Und »Selbstmord« klang es auch von links.

Herr von Dochow klemmte wieder sein Monocle ins linke Auge und sagte zu Herrn von Wussow:

»Ihre Einladungsidee scheint nicht sehr berühmt zu werden, Herr Kollege!«

»Na, warten wirs«, versetzte der heftig, »doch erst ab.«

Der Baron rauchte und gestattete seinen Zuhörern, immer wieder das Wort »Selbstmord« zu verwenden.

Endlich rief Herr von Wussow:

»Ich bitte sehr um Ruhe. Der Herr Baron will doch fortfahren.«

»Freilich!« sagte dieser, »hören Sie doch: wenn alle Schlachtplätze Frankreichs aus dem Kriege von 1870 auf die einzelnen Städte Deutschlands verteilt sind – wenn Straßburg – St. Privat heißt, Hamburg – Neu Orleans – usw. – und wenn man recht oft das Wörtchen 'Neu' verwertet hat, so kann man, da ja die Bevölkerung schon an die Umtauferei gewöhnt ist – so kann man – Berlin auch in Neu-Paris umtaufen.«

»Ah!« riefen da alle Geheimen, und sie hielten den Mund länger auf, als schicklich ist.
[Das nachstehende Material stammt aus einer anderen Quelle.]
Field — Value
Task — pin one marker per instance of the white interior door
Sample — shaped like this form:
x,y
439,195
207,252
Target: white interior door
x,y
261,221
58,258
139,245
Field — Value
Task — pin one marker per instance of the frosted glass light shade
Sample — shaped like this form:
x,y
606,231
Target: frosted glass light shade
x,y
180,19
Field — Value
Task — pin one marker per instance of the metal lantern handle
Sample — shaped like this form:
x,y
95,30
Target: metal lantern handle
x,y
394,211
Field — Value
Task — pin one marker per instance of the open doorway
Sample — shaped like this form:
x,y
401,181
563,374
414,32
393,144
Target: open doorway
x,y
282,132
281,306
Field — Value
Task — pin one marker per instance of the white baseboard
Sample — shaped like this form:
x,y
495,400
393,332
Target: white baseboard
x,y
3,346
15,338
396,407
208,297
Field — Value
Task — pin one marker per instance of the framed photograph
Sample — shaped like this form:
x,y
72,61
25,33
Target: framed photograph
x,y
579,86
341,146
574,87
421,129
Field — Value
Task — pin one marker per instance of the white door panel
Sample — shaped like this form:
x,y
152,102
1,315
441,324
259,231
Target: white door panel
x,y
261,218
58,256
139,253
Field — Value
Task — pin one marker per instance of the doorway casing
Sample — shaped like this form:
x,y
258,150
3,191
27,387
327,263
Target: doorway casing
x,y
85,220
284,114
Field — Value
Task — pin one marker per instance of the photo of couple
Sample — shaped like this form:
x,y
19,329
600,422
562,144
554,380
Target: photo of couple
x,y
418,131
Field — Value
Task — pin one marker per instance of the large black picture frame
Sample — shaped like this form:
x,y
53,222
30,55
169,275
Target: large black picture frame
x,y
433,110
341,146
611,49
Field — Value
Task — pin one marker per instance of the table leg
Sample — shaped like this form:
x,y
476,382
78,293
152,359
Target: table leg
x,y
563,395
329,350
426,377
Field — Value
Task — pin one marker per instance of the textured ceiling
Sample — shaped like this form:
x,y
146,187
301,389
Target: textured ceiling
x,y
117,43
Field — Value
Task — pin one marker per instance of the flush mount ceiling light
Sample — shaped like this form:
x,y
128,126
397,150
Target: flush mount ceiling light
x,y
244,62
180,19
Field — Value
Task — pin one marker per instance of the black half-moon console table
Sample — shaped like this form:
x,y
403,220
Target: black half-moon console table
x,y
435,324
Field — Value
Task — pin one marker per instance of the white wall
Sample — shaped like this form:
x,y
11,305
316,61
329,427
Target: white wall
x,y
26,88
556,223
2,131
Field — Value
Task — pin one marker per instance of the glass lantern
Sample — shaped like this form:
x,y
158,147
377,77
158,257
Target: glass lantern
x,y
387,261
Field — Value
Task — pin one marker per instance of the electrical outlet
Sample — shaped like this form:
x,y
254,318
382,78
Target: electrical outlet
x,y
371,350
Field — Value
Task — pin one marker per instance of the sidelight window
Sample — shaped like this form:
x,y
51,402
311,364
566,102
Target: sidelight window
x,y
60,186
Herr von Wussow lachte plötzlich ganz laut.

Die Andern lachten ganz leise.

Und alles sah den Baron gespannt und fragend an.
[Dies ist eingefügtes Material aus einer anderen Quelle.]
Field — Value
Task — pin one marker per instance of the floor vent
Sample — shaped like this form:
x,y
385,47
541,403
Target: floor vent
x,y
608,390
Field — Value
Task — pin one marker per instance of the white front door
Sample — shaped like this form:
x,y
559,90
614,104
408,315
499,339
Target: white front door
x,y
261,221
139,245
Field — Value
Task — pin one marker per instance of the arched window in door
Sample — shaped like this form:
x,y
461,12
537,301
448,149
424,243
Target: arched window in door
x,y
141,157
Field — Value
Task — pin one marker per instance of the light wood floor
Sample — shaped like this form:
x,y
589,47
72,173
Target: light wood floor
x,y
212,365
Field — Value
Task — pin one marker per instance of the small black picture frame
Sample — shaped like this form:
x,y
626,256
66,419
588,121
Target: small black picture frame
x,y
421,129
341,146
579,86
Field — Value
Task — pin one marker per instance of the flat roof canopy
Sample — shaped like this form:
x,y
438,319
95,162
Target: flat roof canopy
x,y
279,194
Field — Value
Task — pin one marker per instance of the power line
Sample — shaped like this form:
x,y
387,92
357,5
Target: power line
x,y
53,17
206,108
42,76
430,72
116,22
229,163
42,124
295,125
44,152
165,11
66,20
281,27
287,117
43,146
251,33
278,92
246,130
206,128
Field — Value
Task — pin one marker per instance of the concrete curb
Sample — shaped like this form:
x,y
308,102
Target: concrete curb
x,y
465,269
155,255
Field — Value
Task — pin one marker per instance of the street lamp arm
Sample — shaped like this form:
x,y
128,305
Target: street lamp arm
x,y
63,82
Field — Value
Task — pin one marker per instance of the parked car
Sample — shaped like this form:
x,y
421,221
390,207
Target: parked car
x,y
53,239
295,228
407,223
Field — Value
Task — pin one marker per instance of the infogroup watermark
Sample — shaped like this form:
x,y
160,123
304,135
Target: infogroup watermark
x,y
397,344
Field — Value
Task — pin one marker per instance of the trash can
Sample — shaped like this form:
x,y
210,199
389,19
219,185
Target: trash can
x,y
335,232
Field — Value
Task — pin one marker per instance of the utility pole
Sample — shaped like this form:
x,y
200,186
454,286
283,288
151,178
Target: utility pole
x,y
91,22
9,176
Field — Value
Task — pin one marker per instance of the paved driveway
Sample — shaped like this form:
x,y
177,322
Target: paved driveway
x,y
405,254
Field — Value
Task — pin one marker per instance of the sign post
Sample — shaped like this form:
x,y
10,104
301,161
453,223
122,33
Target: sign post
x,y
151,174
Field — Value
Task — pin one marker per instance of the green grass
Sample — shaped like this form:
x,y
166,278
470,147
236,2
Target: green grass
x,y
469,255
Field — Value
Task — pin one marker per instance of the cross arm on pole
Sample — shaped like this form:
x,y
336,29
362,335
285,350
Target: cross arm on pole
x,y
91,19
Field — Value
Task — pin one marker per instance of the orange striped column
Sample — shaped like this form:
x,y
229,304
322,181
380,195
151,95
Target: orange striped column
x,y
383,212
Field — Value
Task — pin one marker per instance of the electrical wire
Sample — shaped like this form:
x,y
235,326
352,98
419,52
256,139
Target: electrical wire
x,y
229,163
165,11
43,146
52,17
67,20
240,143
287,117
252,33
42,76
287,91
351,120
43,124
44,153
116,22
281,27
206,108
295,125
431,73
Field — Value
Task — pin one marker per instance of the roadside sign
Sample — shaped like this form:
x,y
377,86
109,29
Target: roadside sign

»Weiter!« rief Herr von Dochow.

»Nun«, fuhr der Baron fort, »jetzt könnten Sie sich doch ganz leicht den Text selber konstruieren. Frankreich würde nach dieser Tauftat Deutschlands doch Paris zu Neu-Berlin machen ––– alles würde lachen, lachen, sehr laut lachen.«

Jetzt lachten alle Anwesenden so laut, daß sich die Damen, die fünfhundert Meter entfernt waren, ganz erschrocken umblickten.
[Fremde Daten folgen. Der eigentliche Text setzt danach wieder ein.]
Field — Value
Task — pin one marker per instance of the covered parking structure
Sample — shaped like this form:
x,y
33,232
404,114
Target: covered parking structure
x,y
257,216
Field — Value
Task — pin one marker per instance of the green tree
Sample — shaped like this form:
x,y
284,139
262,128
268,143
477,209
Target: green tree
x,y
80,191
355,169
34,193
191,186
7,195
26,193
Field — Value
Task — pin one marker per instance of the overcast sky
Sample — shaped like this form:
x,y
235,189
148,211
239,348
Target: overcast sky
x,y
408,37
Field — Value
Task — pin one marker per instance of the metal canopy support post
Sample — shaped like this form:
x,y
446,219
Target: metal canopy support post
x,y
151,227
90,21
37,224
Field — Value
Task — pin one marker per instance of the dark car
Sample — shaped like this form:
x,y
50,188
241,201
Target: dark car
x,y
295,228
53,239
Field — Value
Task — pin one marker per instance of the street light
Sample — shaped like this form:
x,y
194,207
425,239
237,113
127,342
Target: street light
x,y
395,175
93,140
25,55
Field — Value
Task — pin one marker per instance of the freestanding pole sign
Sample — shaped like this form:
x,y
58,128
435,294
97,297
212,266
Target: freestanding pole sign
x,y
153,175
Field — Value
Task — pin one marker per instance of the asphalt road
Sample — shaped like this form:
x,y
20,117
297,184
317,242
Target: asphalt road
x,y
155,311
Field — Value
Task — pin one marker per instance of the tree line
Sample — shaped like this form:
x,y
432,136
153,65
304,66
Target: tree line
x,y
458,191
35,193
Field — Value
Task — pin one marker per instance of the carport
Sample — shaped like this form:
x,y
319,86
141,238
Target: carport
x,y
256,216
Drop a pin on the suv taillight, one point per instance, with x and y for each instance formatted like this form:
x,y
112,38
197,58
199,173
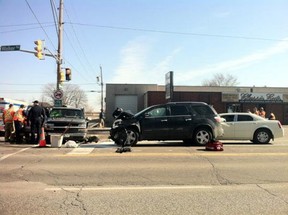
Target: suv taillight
x,y
218,119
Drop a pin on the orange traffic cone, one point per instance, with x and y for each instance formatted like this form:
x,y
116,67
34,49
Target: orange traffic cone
x,y
42,141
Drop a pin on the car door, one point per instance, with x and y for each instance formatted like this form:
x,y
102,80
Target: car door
x,y
228,126
244,127
179,122
154,124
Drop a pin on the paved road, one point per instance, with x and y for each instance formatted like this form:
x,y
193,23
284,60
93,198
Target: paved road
x,y
155,178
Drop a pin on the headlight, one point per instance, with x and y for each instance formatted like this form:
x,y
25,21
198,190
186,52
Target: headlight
x,y
82,125
49,126
116,123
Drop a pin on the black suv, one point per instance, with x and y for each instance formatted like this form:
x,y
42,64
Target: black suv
x,y
192,122
69,122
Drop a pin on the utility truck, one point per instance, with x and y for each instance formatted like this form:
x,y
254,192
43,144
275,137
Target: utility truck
x,y
4,104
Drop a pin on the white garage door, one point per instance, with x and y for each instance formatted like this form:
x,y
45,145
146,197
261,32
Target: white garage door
x,y
127,102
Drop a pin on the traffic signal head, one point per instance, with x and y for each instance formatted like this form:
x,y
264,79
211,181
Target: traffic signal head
x,y
68,74
39,49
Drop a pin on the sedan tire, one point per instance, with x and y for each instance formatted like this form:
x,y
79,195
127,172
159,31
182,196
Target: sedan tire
x,y
202,136
262,136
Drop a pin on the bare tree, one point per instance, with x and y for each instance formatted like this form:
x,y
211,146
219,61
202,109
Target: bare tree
x,y
220,79
72,95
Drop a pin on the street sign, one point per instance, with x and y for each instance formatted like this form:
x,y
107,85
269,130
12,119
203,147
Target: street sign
x,y
58,94
57,103
10,48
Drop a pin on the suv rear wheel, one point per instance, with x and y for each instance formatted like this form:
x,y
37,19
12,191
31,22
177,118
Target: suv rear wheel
x,y
132,137
262,136
202,136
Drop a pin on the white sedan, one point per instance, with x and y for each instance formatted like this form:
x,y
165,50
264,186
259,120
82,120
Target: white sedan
x,y
248,126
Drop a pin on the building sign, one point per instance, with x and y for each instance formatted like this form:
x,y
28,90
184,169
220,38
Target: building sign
x,y
261,97
169,85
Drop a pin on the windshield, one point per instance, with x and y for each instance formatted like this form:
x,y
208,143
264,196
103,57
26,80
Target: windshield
x,y
66,113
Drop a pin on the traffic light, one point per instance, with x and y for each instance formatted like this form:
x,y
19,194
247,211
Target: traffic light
x,y
68,74
39,49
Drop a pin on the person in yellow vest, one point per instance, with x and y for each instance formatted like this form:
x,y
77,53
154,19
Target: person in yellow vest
x,y
8,116
19,119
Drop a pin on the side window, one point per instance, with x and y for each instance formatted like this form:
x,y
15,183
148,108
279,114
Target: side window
x,y
160,111
242,118
229,118
179,110
202,110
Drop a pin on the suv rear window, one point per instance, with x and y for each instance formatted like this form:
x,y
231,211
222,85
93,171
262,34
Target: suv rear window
x,y
67,113
179,110
202,110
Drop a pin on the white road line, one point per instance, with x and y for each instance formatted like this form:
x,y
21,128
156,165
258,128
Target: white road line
x,y
125,188
7,156
81,151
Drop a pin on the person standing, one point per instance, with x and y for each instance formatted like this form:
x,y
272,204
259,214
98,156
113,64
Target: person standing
x,y
19,118
102,118
262,113
255,111
8,116
36,117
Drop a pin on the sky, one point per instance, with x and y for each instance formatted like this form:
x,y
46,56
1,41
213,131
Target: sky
x,y
139,41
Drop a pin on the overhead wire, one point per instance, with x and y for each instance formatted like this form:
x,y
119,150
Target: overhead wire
x,y
55,16
40,24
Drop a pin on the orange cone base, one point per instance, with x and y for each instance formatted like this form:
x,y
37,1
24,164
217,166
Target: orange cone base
x,y
42,143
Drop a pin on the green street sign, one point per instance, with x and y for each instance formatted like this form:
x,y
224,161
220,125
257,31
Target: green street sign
x,y
10,48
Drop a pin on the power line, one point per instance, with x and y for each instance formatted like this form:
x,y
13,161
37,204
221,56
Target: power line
x,y
40,24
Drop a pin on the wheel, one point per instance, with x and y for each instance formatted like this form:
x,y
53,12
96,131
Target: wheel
x,y
132,137
187,141
202,136
262,136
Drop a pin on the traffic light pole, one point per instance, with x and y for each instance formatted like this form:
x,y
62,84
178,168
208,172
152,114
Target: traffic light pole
x,y
59,52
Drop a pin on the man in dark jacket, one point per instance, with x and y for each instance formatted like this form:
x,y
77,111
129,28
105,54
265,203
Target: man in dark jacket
x,y
36,116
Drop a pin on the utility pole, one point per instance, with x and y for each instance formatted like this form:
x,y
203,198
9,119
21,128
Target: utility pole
x,y
101,82
59,51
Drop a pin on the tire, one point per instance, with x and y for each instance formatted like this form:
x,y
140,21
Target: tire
x,y
202,136
262,136
132,137
188,142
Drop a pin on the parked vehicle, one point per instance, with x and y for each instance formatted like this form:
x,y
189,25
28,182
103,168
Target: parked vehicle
x,y
66,121
4,104
192,122
249,126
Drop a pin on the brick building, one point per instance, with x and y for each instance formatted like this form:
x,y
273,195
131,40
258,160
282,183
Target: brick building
x,y
135,97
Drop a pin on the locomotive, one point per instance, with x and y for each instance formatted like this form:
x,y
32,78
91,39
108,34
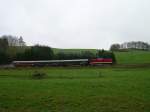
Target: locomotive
x,y
74,62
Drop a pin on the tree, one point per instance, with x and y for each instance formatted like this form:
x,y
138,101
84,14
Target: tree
x,y
21,42
3,44
3,51
36,53
115,47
Der Baron stand auf und sagte:

»Bin ich jetzt Ihr Retter?«

Und alle riefen jubelnd:

»Ja! ja!«

»Die Lachenden sind immer friedlich.«

»Die Bomben schmeißenden Flieger werden ja nicht Städte beunruhigen, die Heimatsnamen der Flieger tragen.«

»Und das gilt für beide Parteien.«

Herr von Dochow führte den Baron zu den Damen und stellte ihn nur mit diesen zwei Worten vor:

»Unser Retter!«

Da verbeugten sich die Damen sehr tief, denn sie wußten ganz genau, warum der Baron eingeladen war.